We ordered food, and I was able to piece together from their disjointed and strung-out commentary that in the three days I’d been missing, apart from a few searches along the roads around The Peak, they’d been too paranoid and worried about me to leave the motel. They hadn’t left The Peak together. Nora had been the first to make it back, arriving at the room at five in the morning the same night we’d broken in. It wasn’t until after six that evening, Thursday, that Hopper showed up, driving the Jeep.
“I thought I was going to have to go to the police,” said Nora. “I didn’t know what I’d say. ‘We broke illegally into this estate and now my accomplices are being held hostage.’ I got the number of your police friend, Sharon Falcone. She didn’t pick up.”
“Can I interest you guys in any dessert?” the waitress asked, suddenly beside our table.
“I’ll have a slice of apple pie,” I said hoarsely.
“Anyone else?”
Nora and Hopper stared at me in surprise. I was surprised myself. It was the first time I’d managed to speak with a normal voice.
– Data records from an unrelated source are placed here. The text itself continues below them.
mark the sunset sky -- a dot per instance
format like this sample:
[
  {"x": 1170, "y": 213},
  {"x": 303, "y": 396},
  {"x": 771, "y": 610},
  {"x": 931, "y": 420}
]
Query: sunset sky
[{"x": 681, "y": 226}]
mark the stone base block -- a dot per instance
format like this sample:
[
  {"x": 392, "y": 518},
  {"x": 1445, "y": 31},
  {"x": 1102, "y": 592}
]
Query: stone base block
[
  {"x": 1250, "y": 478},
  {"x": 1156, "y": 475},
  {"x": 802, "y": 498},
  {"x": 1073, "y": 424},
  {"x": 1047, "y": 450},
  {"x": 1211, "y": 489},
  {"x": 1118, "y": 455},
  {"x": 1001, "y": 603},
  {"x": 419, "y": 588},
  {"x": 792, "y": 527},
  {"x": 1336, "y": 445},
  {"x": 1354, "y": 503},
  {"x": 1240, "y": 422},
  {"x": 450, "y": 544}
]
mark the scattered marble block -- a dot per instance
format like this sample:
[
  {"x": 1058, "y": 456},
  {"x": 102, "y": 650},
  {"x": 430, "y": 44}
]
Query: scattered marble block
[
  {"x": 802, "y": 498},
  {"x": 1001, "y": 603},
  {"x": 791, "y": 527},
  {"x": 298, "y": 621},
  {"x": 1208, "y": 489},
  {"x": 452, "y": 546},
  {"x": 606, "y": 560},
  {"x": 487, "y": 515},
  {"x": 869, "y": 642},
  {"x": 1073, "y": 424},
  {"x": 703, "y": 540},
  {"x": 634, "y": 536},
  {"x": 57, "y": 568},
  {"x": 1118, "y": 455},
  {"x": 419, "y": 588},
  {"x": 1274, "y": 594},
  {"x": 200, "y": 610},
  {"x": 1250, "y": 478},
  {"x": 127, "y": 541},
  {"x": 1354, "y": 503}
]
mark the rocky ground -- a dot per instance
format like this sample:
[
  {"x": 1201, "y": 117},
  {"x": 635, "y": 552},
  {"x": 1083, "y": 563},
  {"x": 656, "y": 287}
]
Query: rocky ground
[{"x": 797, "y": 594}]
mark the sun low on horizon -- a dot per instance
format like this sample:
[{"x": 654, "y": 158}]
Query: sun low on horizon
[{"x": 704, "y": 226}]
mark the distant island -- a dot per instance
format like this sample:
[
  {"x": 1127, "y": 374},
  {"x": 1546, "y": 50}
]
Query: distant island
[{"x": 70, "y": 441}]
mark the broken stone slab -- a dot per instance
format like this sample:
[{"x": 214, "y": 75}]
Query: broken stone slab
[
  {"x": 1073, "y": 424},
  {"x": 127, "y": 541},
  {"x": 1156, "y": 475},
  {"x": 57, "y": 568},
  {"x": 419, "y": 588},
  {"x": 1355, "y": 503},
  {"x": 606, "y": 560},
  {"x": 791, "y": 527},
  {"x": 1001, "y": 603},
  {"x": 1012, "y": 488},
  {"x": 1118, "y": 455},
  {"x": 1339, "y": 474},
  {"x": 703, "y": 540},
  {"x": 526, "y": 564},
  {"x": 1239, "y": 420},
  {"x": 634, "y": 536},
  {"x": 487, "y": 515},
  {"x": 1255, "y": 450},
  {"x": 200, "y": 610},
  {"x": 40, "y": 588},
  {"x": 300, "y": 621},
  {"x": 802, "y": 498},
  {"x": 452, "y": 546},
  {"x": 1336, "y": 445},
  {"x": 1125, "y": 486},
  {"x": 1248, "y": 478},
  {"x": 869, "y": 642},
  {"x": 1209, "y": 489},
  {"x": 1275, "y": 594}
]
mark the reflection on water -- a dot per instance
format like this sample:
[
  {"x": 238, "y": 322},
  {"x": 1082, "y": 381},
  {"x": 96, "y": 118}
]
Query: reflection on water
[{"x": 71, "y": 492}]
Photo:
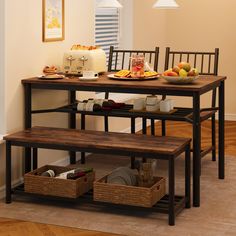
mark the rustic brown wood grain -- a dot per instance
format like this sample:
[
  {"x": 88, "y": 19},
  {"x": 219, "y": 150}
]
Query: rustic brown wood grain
[
  {"x": 204, "y": 83},
  {"x": 115, "y": 142}
]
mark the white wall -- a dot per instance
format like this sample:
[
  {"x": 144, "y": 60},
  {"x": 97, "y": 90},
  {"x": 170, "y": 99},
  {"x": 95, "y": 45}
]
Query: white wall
[
  {"x": 2, "y": 66},
  {"x": 26, "y": 55},
  {"x": 127, "y": 24}
]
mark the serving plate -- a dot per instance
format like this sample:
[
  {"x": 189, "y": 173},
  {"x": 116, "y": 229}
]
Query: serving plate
[
  {"x": 51, "y": 77},
  {"x": 112, "y": 76},
  {"x": 180, "y": 80}
]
They ordered pie and coffee, and then, after the waitress brought the food, Nora, who’d been so jittery and talkative as she ate, fell silent, touching the scrapes on her cheek as if to check that they were still there. Hopper looked lost in thought. It was obvious then, the two of them weren’t simply upset over my three-day disappearance. They’d each had their own strange experiences up there.
I also noticed uneasily, glancing around, that Dixie’s Diner, so cheery and bustling only minutes ago, had unexpectedly cleared out.
It was just the three of us now and, hunched over the counter, an elderly man in a green-and-black checked flannel shirt, who looked as gnarled and spindly as the walking stick propped beside him. It was as if whispers of what we were about to tell one another, about The Peak, were already suffused in the air here, already drifting out of our mouths, darkening the place, and any innocent soul or carefree person couldn’t help but subconsciously sense that the time had come to leave.
“Let’s start with the canoe,” I said.